History and culture - San Luis Valley
The Baca Land Grant No. 4 is older than the county around it
Much of the land around Crestone traces back to a 19th-century land grant to the Baca family, a history now listed on the National Register as a Rural Historic Landscape.
Published June 10, 2026 - Last verified June 15, 2026
A lot of the land around Crestone has roots in a story older than Saguache County itself. In the 1860s, the United States awarded heirs of the Baca family a large tract in the San Luis Valley, known as Baca Land Grant No. 4. It was a swap: the family’s claim to land near Las Vegas, New Mexico, was tangled in competing titles, so they were given alternative public land here instead. The grant descended from earlier Spanish and Mexican land grants in the Southwest.

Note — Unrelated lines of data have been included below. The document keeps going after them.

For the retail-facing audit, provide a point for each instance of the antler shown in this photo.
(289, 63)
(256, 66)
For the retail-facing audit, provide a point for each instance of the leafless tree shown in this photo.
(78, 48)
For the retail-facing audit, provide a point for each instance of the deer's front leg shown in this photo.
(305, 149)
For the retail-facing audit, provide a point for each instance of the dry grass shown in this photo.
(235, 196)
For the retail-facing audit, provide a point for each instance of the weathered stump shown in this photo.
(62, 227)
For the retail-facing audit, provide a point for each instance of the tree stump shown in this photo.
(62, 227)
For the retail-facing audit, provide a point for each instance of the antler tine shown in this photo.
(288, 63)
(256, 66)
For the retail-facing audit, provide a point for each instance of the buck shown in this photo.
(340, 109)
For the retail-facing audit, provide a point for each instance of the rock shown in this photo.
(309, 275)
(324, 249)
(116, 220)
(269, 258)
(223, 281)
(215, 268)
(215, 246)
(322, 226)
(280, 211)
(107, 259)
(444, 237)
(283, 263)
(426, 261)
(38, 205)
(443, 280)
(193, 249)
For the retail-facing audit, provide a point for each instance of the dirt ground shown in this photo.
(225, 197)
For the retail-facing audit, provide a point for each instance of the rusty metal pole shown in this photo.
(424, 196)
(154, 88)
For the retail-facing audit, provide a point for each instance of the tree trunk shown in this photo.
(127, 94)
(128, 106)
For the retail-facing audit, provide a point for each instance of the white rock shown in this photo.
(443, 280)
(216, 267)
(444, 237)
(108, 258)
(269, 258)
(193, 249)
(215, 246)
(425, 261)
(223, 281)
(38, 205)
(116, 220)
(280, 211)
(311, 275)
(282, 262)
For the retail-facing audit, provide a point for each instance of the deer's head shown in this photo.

This is layered, sensitive history, tied to how land in the valley passed between Indigenous peoples, Hispano families, Mexican and Spanish authorities, and finally the United States. It deserves a careful, sourced telling rather than a tidy summary. Part of the old grant later became ranch land, part became the Baca Grande residential area near Crestone, and part is now within the Baca National Wildlife Refuge.
The history is listed on the National Register of Historic Places as a Rural Historic Landscape. That listing recognizes the broader pattern of fields, ranch buildings, and land use rather than a single structure. It is mainly a form of honor and documentation; it does not by itself control what private owners do with their land.
For an accurate account, rely on official and archival sources: History Colorado’s Baca Land Grant No. 4 page, the National Park Service’s National Register program, and the U.S. Fish and Wildlife Service’s page for the Baca National Wildlife Refuge.